Further Travel for Entertainment
In rural areas, you are less likely to be going to the cinema or bowling with your friends on a weekly basis because these leisure activities will be much further to reach. Hopefully, you will have other ways of keeping yourselves entertained while being more isolated, such as running a farm or taking nice long hikes. It can be sometimes taken as a positive to be further away from the costly activities that cities have to offer and replacing it with getting closer to nature, but it’s a point to consider.
More Extreme Weather Conditions
In the city, tall buildings are in close proximity with one another, affecting the general pattern of wind speeds because of the forces of friction, whereas, in wide-open spaces such as those found in rural living areas, the wind can pick up speed much faster and be more damaging. Therefore, it is worth considering a home insurance policy that covers damage to your house by wind or storms and getting to know a good construction company, if the worst should happen.
Less Job Opportunities
In rural areas, you may notice a lack of diversity in the job market which might restrict your next career move and possibly affect your finances.

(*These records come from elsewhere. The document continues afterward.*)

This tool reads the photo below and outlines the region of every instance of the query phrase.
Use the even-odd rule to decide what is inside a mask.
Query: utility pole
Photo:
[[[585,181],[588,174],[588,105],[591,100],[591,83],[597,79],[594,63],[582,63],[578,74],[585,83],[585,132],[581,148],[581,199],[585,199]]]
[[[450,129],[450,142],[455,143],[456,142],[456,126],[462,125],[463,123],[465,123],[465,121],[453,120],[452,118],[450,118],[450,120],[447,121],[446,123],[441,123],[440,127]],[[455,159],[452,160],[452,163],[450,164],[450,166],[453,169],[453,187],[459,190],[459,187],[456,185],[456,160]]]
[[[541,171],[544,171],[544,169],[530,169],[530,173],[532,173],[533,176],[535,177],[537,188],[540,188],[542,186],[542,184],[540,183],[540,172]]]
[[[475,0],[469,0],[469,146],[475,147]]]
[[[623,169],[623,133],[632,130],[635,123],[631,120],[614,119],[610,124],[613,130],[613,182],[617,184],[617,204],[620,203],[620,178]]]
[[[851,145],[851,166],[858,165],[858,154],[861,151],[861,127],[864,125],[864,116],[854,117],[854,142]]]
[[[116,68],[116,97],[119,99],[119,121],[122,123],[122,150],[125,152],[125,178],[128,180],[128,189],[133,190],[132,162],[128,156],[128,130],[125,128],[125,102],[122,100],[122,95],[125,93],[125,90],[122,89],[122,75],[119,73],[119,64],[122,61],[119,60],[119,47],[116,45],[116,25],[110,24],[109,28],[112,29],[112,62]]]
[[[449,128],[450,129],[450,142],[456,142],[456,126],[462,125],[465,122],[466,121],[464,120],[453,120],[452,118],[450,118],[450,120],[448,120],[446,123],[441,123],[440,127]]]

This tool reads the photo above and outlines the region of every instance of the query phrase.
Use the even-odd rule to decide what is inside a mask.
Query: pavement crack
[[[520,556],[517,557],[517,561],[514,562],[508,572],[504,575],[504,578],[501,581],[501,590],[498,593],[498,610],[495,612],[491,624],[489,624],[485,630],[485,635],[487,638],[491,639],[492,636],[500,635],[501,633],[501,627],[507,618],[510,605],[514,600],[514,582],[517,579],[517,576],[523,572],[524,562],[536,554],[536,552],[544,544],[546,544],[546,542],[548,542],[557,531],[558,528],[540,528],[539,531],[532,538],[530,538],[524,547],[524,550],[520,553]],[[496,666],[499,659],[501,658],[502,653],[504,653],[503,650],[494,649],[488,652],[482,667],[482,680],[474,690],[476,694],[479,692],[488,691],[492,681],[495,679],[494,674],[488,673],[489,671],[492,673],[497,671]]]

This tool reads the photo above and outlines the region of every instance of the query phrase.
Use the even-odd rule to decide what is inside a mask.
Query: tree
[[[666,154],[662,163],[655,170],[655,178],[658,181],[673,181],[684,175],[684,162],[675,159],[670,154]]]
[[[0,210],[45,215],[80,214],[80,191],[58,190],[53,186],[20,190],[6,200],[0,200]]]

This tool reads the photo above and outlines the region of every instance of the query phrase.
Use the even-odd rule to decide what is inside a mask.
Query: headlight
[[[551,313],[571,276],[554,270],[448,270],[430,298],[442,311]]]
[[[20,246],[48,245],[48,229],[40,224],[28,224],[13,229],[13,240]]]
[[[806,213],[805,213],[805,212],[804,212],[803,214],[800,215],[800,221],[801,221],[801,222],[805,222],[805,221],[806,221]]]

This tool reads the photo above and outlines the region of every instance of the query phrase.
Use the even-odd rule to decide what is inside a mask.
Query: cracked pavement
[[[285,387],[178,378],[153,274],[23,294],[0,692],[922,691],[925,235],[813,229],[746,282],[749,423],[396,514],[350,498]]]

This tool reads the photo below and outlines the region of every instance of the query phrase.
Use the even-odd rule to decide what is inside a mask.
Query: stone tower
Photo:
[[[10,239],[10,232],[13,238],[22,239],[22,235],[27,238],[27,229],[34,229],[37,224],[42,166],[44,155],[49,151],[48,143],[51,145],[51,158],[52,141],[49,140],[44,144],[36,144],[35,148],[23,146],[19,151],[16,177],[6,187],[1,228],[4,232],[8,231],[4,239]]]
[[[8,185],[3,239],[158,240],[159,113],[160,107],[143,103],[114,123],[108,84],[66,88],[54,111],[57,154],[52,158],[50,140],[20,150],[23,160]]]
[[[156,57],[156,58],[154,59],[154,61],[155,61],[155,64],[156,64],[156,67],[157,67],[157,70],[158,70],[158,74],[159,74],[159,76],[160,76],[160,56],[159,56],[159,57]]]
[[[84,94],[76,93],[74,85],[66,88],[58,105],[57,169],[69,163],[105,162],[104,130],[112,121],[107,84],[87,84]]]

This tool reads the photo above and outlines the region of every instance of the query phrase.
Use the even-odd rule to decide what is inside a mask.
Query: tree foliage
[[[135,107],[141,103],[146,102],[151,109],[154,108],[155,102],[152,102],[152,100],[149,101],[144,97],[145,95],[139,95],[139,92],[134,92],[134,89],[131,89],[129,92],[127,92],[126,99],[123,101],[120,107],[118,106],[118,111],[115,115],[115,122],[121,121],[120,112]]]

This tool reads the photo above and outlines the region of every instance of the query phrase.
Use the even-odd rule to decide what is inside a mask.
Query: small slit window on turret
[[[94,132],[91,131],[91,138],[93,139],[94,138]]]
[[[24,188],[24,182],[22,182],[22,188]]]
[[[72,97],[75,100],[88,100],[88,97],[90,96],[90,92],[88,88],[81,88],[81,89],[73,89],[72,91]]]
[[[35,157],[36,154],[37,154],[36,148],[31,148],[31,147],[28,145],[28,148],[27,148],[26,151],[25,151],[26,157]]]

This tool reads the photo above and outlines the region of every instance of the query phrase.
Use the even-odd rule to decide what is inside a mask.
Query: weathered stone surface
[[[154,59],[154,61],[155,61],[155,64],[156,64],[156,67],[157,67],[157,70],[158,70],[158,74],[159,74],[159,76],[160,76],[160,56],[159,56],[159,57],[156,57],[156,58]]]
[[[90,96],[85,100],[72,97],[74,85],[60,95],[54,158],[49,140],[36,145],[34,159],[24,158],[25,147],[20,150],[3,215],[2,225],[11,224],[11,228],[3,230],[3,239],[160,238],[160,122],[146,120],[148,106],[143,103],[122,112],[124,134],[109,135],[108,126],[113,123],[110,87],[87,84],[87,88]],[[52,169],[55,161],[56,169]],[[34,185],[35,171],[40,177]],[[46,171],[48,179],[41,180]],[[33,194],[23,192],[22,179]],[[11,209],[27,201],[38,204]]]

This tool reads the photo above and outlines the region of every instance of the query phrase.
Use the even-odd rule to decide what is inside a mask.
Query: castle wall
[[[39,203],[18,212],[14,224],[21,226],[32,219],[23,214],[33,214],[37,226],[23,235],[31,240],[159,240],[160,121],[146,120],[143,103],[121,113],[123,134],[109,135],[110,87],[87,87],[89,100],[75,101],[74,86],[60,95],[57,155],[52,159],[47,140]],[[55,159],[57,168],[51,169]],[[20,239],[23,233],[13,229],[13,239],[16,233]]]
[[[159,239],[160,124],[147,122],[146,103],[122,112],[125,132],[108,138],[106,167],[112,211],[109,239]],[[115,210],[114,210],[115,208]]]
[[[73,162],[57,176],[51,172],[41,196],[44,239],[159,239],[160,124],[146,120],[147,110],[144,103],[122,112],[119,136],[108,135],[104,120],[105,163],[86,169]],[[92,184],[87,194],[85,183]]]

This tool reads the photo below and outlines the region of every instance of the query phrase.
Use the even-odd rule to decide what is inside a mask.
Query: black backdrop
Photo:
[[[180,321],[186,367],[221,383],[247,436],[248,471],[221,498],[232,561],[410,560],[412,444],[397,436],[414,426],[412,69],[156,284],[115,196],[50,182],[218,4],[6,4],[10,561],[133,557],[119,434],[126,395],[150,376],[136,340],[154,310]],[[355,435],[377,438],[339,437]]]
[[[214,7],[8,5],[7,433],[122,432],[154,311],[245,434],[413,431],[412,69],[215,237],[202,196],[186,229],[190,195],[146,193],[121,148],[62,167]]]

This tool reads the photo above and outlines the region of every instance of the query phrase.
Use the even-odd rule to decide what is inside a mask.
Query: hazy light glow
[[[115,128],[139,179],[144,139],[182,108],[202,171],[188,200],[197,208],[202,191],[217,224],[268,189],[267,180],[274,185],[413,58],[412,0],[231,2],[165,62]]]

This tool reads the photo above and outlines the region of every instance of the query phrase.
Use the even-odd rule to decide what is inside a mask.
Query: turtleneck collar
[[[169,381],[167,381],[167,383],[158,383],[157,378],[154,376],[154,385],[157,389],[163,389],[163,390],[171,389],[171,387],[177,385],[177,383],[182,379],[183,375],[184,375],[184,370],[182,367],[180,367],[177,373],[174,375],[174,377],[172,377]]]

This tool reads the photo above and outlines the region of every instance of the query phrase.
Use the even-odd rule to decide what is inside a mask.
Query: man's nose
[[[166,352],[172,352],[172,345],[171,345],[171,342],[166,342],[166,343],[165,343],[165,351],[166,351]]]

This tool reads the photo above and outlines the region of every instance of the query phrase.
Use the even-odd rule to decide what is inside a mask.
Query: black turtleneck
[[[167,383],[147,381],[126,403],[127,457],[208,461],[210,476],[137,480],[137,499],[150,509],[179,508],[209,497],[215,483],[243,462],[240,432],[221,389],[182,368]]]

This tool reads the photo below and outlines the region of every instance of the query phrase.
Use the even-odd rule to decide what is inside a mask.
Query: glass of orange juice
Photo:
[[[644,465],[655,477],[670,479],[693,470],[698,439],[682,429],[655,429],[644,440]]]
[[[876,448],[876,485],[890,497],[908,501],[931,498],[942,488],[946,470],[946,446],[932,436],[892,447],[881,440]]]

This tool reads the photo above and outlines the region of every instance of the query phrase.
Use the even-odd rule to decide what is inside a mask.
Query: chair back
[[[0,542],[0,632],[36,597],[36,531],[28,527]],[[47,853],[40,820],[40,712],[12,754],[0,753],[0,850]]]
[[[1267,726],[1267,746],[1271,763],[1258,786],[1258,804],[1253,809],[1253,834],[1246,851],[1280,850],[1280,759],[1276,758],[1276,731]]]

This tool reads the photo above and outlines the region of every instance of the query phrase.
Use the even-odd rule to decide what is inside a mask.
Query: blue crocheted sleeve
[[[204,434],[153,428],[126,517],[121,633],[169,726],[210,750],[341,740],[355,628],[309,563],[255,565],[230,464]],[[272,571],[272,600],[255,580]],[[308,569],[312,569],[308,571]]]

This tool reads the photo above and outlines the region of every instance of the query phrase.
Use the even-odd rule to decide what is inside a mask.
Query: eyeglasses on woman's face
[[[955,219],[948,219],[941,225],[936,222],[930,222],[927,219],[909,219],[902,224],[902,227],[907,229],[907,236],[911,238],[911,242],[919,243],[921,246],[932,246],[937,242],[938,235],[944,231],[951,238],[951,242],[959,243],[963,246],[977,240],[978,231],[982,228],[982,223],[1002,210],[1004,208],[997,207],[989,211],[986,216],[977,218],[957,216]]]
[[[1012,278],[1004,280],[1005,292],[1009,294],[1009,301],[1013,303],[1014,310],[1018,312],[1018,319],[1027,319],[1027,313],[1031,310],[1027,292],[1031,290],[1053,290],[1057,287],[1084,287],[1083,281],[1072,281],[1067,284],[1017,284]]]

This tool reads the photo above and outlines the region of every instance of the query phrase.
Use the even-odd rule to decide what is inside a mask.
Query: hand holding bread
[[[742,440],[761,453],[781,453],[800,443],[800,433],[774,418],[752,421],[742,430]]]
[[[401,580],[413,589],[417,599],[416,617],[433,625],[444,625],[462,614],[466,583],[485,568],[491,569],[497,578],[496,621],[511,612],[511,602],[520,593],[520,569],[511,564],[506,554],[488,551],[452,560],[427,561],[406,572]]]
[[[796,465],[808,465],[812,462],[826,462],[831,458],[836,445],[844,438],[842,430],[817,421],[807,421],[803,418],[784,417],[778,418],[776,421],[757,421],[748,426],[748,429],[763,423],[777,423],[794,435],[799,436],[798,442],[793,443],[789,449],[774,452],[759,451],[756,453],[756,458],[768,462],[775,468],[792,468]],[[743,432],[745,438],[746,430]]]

On the other hand, working in a rural area, you will become part of a small community much quicker than in a larger urban area and are more likely to be made to feel welcome. Life in a rural area isn’t so much about the ambitious, career-focused life, it is much more about keeping calmer and working to live, rather than living to work, for much better mental health.
Considering all of the points above, you might now be able to make a better judgment as to whether living in a rural area is the right choice for you or not. Many of the points against rural living are the points that make life in the city look positive and vice versa, so consider what you are missing now and whether they are enough to make you leave for a lush life in the countryside.